The system of Management by Objectives (MBO) was structured by Peter Drucker in the 1950s. Plentiful and diverse organizations have used the technique, many to this day.
The MBO process involves an employee and his organizational superior agreeing on objectives to be accomplished by the employee, occasionally discussing the means for doing so. This process is executed for every employee under the theory that objectives clarify roles and responsibilities.
Unfortunately, this process rarely provides coordination and focuses individual efforts on sub-optimizing over organizational best interest. Consider this example:
The football coach wants to win games. That is his objective. He believes, based on his experience, that winning teams score at least 21 points per game, and do that by completing at least one pass for a touchdown, running for over 150 yards, and creating a turnover that is turned into points.
The objective of the CEO is profitable growth. He believes, based on his experience, that flexible operations, broad product offerings, and low costs are keys to success.
The football coach and his position coaches then agree on the objectives. The offensive coordinator must ensure the team scores 21 or more points .The receivers coach must ensure that his group scores at least one touchdown. The running backs coach must ensure his players run for over 150 yards. The defensive coach must focus his players on creating turnovers and scoring on them.
The CEO and his executive team agree on the objectives. Operations must provide same-day shipment and marketing will offer at least 10 variations of every product at a gross margin of 40%.
There are now two minutes left in the game. The football team has 18 points and the ball. The receivers have not scored a touchdown and the running backs have combined for 140 yards. The defense has not yet created a turnover.
The big industry show is just 9 months away. Marketing wants to introduce several new products with multiple variations, engineering has not finalized the design, and supply chain wants to source in low-labor-rate countries to assure the margin.
We now have three very different approaches to moving forward: a run, a pass, or a turnover to the other team so the defense can create a turnover and score. Neither the opposing team nor the score matter to those trying to obtain their objectives. Nor do the objectives of their peers.

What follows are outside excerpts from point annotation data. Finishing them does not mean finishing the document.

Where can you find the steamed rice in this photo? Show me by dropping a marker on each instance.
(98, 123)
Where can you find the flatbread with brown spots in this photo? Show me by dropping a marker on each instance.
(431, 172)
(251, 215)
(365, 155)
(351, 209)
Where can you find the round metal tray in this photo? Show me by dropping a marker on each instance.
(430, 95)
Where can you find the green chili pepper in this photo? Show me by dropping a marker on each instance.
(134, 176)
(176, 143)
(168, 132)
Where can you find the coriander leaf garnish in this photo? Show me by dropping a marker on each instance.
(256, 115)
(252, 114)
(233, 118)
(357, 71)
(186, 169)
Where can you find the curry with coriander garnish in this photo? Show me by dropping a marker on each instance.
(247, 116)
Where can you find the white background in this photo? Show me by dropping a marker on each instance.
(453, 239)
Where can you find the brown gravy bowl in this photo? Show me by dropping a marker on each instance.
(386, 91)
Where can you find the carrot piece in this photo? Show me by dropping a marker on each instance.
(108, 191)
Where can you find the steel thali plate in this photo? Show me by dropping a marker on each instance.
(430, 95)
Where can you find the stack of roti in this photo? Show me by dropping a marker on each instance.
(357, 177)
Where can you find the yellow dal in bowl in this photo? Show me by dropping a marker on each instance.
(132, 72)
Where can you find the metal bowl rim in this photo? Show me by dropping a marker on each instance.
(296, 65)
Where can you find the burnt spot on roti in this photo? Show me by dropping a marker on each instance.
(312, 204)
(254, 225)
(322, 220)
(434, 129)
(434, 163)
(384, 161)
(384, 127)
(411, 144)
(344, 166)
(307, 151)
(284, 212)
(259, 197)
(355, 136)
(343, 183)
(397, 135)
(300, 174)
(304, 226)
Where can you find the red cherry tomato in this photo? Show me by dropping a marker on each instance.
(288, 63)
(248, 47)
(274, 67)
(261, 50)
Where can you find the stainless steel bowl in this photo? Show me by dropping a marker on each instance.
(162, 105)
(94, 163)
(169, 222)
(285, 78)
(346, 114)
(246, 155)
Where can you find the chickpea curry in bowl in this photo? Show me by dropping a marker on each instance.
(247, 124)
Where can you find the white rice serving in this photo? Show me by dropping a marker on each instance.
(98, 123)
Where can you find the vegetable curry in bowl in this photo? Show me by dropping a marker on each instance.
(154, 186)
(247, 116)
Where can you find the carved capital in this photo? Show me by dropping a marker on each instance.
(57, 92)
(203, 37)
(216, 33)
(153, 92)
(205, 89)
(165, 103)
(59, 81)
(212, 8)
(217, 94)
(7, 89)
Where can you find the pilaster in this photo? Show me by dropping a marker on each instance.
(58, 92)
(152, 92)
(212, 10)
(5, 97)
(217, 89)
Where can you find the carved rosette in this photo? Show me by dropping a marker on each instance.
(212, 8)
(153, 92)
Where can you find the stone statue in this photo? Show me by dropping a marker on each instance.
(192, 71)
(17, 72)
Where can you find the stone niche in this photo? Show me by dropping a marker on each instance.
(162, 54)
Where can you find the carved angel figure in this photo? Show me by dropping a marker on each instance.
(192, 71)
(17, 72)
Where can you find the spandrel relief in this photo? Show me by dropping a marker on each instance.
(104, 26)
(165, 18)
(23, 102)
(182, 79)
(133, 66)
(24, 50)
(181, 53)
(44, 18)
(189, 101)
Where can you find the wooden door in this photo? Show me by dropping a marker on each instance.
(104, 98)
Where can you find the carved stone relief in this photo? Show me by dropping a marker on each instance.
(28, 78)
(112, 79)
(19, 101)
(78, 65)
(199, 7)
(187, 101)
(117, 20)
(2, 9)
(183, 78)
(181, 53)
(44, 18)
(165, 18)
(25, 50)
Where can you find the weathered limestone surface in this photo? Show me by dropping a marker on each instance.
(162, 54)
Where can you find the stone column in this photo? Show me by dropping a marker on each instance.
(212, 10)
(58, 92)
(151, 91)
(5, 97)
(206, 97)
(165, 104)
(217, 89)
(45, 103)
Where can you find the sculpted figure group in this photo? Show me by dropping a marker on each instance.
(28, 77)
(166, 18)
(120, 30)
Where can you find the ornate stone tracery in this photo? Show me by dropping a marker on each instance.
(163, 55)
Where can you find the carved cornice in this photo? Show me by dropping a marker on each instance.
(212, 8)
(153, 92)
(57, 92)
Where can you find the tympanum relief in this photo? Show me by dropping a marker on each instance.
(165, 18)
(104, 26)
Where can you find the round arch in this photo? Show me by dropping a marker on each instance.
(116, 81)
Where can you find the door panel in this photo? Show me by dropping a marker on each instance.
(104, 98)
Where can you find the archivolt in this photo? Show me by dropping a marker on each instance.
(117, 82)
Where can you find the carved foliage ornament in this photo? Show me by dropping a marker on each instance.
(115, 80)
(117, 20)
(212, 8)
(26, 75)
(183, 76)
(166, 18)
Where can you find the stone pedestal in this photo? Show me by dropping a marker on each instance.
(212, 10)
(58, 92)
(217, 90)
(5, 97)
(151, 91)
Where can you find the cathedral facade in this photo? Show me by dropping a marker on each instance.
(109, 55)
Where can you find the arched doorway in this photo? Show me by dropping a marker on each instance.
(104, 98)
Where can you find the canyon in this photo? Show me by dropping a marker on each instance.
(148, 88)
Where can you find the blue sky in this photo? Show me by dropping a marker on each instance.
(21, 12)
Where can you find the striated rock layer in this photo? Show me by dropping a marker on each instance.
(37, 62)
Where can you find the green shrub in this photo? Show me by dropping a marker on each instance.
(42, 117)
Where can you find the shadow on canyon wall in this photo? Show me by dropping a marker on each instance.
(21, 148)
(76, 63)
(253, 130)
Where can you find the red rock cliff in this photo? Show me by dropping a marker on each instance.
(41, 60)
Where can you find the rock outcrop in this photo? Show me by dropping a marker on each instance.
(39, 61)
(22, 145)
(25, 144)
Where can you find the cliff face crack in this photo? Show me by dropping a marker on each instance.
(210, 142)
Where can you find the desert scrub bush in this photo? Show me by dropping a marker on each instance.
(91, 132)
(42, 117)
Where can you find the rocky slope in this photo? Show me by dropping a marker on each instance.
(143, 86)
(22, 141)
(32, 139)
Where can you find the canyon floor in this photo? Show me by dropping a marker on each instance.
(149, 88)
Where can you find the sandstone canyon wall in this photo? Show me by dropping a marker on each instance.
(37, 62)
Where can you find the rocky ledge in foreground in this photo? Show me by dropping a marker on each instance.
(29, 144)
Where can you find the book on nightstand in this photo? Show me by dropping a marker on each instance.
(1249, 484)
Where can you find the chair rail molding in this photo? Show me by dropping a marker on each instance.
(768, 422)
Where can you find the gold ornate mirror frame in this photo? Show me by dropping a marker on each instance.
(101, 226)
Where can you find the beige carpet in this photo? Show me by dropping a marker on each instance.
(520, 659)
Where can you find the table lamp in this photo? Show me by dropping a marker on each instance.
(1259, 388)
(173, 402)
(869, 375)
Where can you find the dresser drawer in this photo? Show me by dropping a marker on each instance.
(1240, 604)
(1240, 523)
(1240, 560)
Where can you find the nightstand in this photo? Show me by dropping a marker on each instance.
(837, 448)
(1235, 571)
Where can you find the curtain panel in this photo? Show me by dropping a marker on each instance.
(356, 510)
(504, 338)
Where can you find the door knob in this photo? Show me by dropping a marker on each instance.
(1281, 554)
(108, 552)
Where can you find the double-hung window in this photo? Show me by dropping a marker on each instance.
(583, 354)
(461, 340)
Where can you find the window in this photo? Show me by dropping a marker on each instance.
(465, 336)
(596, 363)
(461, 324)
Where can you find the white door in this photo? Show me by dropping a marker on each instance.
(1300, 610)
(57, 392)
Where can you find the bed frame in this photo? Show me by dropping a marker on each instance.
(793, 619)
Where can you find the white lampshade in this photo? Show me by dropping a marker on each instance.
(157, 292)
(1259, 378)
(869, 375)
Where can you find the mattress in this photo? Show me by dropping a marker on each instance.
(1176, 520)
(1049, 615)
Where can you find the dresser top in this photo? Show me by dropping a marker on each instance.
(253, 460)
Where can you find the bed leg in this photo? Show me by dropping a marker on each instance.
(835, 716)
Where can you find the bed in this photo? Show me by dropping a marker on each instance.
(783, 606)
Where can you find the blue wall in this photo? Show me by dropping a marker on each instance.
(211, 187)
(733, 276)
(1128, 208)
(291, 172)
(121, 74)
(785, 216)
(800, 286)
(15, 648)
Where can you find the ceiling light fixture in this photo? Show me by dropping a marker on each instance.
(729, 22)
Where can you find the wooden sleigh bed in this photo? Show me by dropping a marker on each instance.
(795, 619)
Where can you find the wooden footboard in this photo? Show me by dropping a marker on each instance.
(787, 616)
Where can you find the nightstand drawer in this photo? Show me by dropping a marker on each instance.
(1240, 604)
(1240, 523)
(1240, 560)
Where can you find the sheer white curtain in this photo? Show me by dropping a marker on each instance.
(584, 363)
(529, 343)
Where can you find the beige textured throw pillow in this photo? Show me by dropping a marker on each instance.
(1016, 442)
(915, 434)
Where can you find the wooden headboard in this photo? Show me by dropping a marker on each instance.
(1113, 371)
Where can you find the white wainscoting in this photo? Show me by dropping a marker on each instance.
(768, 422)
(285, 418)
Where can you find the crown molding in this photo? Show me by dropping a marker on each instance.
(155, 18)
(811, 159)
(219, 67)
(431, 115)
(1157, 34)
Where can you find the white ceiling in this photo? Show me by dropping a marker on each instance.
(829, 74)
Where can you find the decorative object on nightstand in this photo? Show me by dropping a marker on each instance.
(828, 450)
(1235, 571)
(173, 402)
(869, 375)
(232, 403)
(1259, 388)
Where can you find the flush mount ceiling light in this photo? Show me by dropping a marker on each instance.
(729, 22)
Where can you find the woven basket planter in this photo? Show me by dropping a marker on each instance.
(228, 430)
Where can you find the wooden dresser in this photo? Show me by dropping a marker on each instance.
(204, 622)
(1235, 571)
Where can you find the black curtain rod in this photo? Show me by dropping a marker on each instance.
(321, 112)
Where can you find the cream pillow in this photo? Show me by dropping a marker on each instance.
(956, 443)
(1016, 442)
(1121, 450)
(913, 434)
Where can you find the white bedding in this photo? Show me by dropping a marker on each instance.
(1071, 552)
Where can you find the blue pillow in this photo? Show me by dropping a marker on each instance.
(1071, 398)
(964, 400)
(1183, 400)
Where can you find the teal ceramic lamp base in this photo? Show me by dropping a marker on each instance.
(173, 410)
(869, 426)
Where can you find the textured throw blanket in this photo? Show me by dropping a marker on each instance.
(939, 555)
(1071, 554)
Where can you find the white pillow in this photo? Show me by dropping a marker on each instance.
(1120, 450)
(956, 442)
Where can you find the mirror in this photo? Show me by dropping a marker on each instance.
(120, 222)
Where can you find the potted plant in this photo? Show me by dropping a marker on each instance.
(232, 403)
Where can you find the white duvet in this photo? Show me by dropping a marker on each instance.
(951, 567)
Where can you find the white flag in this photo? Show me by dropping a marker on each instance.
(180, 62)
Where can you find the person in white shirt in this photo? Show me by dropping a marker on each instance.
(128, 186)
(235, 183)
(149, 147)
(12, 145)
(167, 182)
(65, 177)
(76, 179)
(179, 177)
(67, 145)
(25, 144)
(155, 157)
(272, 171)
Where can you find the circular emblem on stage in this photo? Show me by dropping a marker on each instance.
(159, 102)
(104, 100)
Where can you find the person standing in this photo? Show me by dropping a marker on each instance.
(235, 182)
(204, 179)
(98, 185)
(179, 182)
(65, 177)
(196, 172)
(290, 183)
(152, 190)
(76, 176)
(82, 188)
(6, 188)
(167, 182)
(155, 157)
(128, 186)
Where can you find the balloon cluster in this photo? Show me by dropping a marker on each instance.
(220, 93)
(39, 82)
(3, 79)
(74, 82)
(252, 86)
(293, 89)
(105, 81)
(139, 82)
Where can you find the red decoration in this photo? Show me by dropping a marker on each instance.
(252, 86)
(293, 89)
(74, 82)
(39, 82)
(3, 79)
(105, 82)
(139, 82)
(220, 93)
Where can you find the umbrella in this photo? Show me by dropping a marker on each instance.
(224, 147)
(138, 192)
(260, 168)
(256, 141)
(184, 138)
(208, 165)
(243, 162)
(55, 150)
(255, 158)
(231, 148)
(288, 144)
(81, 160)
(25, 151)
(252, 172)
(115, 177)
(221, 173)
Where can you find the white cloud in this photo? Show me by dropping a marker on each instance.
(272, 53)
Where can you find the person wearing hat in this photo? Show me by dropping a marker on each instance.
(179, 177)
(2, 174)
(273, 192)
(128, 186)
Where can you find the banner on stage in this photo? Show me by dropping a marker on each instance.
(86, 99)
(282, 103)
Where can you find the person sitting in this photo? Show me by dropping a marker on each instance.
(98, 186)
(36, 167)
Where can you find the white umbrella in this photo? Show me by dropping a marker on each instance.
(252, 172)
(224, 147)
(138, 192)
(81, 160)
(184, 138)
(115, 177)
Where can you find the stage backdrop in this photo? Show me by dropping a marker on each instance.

Marketing contends the date of the show has been known for over a year and insists on moving forward with the introduction there. Engineering wants to delay six months until the next show to execute parts rationalization and modular design. They insist that will reduce costs and increase flexibility. Supply chain needs the final drawings now to negotiate price with potential suppliers and ensure availability.
Where is the management in this?
One can argue that all of them would focus on winning the game over their individual goals, but there is no reason to believe any are not convinced their option is most likely to accomplish that. One could argue that the recommendation of the defensive coach is higher risk, but tell that to the Super Bowl champion Denver Broncos who won because of their defense. If a pass seems safest, ask Russell Wilson whose last second interception by the New England Patriots confirmed the Patriots as Super Bowl 49 champions. The list goes on.
Depending on the score and the number of opponent time-outs remaining, the best option may be the quarterback taking a knee three times. That unfortunately, helps only the head coach reach his goals at the expense of his subordinates. No matter what play he chooses to call, he is reducing the opportunity for some to attain their objectives. Feel the resentment grow.
Being early to market is proven to increase profits over product life cycle. Both parts rationalization and modular design enable flexibility, reduced inventory and product costs, and lowers complexity. In some cases, but certainly not all, sourcing to low-labor-rate countries reduces costs. Supply chain believes this is one of those cases. Finger-pointing thrives.
So MBO creates objectives that seem to make sense at the time, but don’t facilitate optimal decisions as circumstances evolve. MBO appears to provide management, but more often delivers abdication. MBO feeds conflict, contradiction, and cynicism. In an effort to meet individual objectives, we can all find reasons and examples to support why our plan is best.
Each executive objective makes sense. Each executive is trying to do what is best for the company while meeting personal objectives.
True success requires organizational agreement on priorities, understanding of trade-offs and work to eliminate those trade-offs, and cooperative assistance in eliminating either/or constructs in decision-making.
Too often metrics drive behavior. An excellent organization breathes a culture of behavior that provides desired results.